General development order — Refusal of permission for a tennis court — Whether permitted development — Whether within the curtilage of the dwelling — Application by owner dismissed
The applicant is the owner of Robins Cottage, Upper Wardley, Milland, West Sussex, a substantial detached dwelling. The applicant constructed a tennis court some 100 m distant from the house at the western end of an open field beyond an area of undergrowth and rough grassland and a partial and indistinct line of trees and shrubs. His appeal against the decision of the second respondents, Chichester District Council, to refuse him permission to retain the tennis court, was dismissed by the first respondent’s inspector. The inspector had decided that the field was separate and distinct from the cultivated garden attached to the house and the house and tennis court did not have the appearance of being within the same enclosure. Accordingly, the tennis court did not constitute permitted development within the curtilage of a dwellinghouse pursuant to Class E of Part I of Schedule 2 to the General Development Order 1988 and he was entitled to dismiss the appeal against the refusal of planning permission.

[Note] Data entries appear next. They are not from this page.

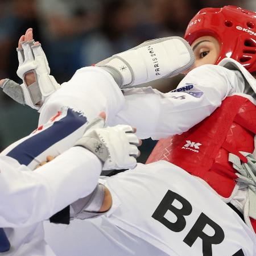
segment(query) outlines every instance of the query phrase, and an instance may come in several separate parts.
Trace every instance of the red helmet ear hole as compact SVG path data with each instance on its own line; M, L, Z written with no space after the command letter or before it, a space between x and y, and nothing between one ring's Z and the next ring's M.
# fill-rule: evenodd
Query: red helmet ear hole
M233 22L230 20L226 20L225 22L225 26L226 26L226 27L232 27Z
M255 27L254 24L251 22L247 22L246 24L249 28L254 28Z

The applicant applied to quash that decision on the ground that there had been an error of law and that proper regard had not been had to the authorities on the meaning of curtilage.

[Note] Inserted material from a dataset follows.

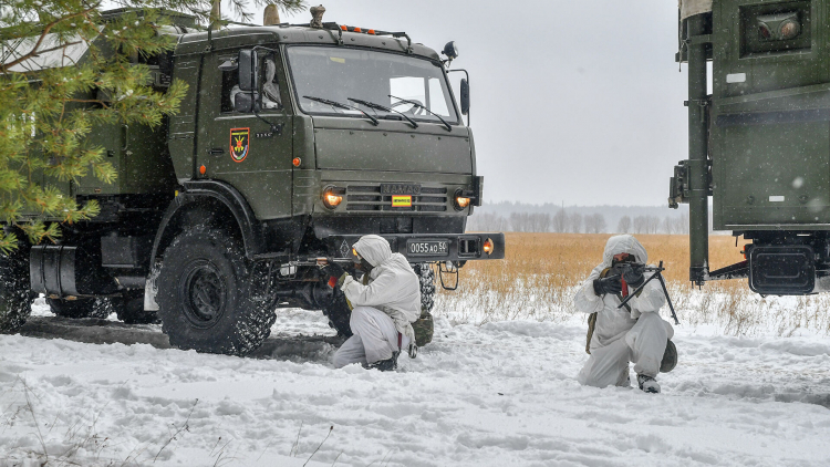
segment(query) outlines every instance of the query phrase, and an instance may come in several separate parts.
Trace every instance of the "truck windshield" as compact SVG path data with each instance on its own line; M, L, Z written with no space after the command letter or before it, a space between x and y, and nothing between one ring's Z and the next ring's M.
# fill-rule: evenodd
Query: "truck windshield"
M359 111L303 96L349 104L353 98L382 104L416 121L440 123L440 118L417 105L401 101L407 100L423 104L449 123L458 123L444 70L429 60L370 50L294 45L288 48L288 61L300 108L307 114L364 118ZM378 117L401 120L395 113L364 110Z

Held The application was dismissed.
The inspector was entitled to follow the conclusion of the inspector in T/APP/5178/C82/212/G4 that the phrase “curtilage of a building” has no precise limits but must be considered according to the facts of each particular case. The inspector applied that test and was entitled to conclude, as he had done, that the tennis court was outside the curtilage on the facts as he found them. He had concluded that the tennis court was highly obtrusive in the open countryside and was quite out of keeping in an area of outstanding natural beauty.
Methuen-Cambell v Walters (1978) 247 EG 899 referred to.
Hugh Donovan (instructed by Mackarness & Lunt, of Petersfield) appeared for the applicant; and Robert Jay (instructed by the Treasury Solicitor) appeared for the first respondent, the Secretary of State for the Environment. The second respondents, Chichester District Council, did not appear and were not represented.